Previously, as the marijuana industry boomed in other parts of the state, county officials pointed to federal criminalization as one main rationale for their moratorium. In 2017, then-Commissioner Bobby Jackson also expressed personal opposition to recreational marijuana, suggesting it was a gateway to other, harder drugs. 

But this week, first-term Commissioner Sean Swope expressed substantially different views. 

“You can overdose on alcohol, but you can’t necessarily overdose on marijuana,” he said, noting that hops fields and vineyards exist in the county. “And there’s also the benefit of CBD.”
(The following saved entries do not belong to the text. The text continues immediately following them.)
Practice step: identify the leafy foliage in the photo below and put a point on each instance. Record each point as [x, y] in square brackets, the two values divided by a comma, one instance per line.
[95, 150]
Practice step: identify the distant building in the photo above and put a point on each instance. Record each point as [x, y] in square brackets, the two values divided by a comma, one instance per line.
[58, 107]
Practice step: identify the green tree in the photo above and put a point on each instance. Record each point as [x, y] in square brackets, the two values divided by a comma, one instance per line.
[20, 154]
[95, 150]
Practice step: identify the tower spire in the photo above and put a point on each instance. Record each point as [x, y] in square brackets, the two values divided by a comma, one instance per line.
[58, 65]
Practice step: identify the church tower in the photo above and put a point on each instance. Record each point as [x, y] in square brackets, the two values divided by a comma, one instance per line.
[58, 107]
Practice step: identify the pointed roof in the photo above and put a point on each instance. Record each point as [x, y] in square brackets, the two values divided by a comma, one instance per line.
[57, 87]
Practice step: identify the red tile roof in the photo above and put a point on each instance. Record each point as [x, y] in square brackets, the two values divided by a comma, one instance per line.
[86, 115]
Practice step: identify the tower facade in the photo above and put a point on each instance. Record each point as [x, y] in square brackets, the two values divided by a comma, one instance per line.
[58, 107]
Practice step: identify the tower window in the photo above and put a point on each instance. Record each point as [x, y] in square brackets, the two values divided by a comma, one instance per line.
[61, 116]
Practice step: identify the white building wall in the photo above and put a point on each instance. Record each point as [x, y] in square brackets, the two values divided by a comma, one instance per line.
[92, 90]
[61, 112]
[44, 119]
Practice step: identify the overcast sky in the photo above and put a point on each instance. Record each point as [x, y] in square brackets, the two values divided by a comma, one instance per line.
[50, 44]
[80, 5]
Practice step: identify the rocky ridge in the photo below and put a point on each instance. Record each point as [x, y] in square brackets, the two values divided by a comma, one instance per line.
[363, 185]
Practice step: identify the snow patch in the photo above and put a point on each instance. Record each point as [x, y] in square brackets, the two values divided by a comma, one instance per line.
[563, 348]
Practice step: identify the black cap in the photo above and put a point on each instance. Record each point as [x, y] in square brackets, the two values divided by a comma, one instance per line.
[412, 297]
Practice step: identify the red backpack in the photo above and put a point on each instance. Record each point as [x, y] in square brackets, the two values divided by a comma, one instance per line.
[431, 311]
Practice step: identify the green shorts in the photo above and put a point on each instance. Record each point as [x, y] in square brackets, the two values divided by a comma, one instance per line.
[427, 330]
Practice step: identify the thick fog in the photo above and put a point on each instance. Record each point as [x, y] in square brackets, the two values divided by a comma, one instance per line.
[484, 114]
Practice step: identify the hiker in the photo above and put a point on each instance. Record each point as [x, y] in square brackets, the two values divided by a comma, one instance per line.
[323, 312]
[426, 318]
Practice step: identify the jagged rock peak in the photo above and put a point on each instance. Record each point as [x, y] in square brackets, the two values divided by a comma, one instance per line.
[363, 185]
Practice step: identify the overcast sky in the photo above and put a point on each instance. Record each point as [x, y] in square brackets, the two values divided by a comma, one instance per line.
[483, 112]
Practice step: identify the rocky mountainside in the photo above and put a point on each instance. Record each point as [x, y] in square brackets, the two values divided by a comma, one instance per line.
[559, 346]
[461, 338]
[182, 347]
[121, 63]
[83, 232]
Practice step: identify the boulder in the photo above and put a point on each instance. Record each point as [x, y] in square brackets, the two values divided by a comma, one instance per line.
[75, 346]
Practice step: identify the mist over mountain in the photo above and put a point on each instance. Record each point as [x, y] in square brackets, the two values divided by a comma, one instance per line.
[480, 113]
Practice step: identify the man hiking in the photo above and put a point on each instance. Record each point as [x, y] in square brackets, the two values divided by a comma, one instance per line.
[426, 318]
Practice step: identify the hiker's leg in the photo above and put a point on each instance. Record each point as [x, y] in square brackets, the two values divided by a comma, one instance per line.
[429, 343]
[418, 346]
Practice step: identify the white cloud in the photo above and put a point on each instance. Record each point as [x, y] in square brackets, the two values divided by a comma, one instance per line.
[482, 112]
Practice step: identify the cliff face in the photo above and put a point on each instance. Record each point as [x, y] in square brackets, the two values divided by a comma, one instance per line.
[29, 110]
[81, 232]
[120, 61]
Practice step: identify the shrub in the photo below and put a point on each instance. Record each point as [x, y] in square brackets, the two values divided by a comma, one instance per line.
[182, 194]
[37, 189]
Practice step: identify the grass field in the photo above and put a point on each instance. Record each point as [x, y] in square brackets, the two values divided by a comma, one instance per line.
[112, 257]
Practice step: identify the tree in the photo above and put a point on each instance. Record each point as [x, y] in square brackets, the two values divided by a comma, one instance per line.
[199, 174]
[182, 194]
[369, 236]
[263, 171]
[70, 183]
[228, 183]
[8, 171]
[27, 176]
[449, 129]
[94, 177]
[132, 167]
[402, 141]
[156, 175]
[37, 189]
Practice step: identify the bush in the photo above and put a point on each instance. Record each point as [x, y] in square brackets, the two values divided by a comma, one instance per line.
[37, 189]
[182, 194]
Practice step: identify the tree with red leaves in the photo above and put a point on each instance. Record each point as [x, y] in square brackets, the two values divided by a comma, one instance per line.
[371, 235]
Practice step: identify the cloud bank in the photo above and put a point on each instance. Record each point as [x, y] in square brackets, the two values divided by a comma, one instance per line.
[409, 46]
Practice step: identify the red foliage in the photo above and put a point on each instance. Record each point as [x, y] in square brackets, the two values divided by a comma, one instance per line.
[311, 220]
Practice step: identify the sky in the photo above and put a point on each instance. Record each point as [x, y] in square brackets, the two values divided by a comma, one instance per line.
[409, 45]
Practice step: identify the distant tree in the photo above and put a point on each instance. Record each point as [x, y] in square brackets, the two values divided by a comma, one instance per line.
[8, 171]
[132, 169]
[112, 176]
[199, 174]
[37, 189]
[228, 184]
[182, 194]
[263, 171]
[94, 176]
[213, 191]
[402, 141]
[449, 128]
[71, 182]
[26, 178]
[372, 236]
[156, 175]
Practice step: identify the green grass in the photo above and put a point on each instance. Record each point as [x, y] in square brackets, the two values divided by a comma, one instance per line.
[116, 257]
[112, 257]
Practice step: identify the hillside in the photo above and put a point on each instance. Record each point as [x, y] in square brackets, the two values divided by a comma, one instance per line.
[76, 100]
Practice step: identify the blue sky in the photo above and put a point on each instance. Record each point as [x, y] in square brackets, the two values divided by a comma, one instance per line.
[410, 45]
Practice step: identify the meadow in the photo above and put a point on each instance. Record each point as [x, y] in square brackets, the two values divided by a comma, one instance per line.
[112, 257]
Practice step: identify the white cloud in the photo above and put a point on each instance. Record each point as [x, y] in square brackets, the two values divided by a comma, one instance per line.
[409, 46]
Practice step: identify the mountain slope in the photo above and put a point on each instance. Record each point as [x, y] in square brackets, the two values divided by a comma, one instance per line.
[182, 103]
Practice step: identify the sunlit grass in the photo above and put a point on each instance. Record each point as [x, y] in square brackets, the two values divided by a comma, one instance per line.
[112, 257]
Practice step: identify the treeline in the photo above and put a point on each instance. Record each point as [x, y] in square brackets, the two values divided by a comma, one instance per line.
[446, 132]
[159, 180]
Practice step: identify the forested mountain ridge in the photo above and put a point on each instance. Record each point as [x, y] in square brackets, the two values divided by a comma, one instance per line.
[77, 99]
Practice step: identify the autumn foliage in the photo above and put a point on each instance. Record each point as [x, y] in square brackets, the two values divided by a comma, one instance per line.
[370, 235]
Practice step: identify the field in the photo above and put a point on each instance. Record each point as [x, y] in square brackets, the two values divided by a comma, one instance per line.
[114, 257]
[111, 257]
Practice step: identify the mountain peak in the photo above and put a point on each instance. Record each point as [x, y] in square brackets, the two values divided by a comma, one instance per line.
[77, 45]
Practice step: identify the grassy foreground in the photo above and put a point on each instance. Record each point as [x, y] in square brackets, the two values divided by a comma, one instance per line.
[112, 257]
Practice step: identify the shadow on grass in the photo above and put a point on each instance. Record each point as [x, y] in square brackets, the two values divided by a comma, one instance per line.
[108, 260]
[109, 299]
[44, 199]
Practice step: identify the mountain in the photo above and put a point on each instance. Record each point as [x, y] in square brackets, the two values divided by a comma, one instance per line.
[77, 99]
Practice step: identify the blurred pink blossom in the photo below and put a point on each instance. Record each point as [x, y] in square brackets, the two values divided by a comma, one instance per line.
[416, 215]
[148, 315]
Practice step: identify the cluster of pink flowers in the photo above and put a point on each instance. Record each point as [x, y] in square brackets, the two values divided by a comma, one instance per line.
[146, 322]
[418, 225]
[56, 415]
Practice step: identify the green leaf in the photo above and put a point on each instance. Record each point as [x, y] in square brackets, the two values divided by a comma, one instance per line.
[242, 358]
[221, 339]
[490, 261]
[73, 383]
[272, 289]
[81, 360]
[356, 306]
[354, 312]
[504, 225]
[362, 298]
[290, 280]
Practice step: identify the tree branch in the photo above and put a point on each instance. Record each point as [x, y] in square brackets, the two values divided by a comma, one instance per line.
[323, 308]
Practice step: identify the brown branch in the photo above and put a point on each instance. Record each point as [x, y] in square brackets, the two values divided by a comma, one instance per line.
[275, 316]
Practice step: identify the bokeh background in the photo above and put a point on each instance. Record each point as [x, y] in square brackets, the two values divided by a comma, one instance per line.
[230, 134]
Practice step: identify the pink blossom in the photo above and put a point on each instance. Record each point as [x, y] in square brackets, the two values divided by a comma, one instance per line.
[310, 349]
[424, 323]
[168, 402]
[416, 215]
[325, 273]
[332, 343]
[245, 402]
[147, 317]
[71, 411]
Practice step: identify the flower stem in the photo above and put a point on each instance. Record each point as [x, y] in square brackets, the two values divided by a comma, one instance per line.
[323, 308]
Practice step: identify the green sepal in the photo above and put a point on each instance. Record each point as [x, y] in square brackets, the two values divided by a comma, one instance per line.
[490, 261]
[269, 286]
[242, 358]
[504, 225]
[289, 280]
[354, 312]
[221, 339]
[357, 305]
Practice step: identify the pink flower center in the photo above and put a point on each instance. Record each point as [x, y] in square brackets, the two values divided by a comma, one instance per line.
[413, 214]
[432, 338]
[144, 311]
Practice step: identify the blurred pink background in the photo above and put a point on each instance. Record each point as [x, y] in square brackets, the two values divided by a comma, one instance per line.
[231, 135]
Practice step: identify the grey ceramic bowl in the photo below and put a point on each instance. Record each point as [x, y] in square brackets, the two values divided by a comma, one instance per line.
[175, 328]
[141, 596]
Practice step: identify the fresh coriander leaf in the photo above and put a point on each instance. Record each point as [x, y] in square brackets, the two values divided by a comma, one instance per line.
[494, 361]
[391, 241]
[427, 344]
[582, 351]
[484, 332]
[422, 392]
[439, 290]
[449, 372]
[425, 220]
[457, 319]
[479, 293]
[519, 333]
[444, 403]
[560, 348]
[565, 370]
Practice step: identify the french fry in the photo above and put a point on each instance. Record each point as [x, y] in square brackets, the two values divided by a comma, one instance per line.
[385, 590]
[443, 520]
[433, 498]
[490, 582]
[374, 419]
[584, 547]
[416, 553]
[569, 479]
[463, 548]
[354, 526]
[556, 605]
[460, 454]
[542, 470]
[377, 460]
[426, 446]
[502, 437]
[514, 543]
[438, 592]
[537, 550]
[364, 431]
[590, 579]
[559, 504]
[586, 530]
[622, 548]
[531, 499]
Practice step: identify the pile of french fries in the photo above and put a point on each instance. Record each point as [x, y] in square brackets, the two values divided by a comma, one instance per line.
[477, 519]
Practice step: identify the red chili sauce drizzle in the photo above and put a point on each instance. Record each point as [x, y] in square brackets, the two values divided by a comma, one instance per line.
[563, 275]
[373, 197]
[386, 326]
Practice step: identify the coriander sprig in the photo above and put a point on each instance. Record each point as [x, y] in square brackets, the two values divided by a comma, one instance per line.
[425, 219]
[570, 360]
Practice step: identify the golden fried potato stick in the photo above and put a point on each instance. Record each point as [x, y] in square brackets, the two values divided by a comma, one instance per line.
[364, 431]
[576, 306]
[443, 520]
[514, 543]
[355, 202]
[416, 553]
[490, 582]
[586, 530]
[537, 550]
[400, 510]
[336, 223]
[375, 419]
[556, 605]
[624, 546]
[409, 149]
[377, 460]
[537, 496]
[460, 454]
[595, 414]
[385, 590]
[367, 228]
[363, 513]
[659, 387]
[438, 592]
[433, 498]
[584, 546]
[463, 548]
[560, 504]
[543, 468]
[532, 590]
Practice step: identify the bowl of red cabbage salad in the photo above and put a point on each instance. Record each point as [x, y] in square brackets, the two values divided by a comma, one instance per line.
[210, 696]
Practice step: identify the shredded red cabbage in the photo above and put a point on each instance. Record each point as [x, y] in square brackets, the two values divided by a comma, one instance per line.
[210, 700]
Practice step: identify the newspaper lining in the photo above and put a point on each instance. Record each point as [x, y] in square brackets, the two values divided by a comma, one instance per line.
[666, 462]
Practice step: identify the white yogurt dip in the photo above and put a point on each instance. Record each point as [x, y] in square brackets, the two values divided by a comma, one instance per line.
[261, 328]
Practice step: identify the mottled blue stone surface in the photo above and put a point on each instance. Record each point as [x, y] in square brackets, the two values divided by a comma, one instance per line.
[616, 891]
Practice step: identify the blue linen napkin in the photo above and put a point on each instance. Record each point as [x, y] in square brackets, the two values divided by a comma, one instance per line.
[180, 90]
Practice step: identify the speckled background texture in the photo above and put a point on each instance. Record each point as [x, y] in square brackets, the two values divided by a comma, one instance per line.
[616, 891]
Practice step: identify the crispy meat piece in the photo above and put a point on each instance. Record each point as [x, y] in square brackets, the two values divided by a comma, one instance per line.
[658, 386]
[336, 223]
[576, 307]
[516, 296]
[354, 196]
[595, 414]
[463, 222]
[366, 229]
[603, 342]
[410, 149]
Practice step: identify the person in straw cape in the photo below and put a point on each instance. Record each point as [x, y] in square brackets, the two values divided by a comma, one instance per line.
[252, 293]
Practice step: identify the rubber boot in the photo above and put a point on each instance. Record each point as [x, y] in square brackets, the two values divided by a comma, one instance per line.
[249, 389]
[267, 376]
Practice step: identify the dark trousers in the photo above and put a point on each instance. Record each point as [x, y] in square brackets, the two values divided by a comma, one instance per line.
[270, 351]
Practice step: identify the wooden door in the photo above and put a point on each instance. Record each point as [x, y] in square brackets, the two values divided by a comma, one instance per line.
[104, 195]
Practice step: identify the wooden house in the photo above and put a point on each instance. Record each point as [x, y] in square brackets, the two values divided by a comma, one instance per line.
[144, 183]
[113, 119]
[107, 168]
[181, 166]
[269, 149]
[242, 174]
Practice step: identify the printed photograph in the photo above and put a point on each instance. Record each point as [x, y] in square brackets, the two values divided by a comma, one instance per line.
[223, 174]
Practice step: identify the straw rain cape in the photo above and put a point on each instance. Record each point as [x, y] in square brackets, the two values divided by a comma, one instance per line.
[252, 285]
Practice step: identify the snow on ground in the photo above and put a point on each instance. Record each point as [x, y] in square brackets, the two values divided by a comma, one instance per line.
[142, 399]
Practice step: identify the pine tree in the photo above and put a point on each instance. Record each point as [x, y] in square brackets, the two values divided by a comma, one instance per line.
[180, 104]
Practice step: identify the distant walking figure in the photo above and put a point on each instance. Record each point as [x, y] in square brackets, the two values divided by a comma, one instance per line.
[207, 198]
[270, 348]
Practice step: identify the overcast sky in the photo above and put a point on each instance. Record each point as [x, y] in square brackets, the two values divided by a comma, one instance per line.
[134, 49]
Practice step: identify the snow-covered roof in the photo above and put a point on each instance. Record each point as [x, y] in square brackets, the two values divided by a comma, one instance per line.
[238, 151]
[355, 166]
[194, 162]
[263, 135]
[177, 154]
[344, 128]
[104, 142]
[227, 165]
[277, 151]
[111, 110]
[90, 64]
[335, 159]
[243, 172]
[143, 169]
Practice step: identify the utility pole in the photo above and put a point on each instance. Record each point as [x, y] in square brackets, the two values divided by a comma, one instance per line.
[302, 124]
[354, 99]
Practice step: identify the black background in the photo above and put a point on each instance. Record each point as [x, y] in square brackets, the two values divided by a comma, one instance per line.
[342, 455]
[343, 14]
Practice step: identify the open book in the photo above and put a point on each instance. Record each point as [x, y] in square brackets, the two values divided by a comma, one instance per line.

Even more compelling, Swope said, is how much money pot shops and commercial grows could rake in for the county. He cited a recent Crosscut article which reported that, for the first time, the industry had produced more than $1 billion in sales tax and fees for the state’s two-year budget. According to the report, most of that money goes to health care, 3% is funneled to local governments and 2.9% is used for licensing and enforcement. Some funding is also used for grants to prevent youth marijuana use. 

Swope said the funding could be a revenue source for the Sheriff’s budget, and that residents are traveling over county lines to buy marijuana anyway. 

“We want to support the private industry, and as we’re seeing, there’s a large industry out there. Billions of dollars just in taxes,” he said. “In five years, what have we left on the table?”

Commissioner Gary Stamper, who expressed support for the idea, said officials didn’t know years ago that the industry would be such a “cash cow.” Stamper, whose district encompasses the bulk of Lewis County’s unincorporated towns, said any policy change should be informed by community input.

Snaza reported hearing interest in retail marijuana shops in unincorporated towns Packwood, Vader and Onalaska. He also mused whether the policy would decrease the amount of illegal grows that his office deals with each year, some of which are “almost commercial grade.”

No policies have been fleshed out, although any change would likely limit the amount of permits allowed by the county. According to Snaza, the Sheriff’s Office could manage approximately five retail shops, at which point the county could assess the policy and increase that number.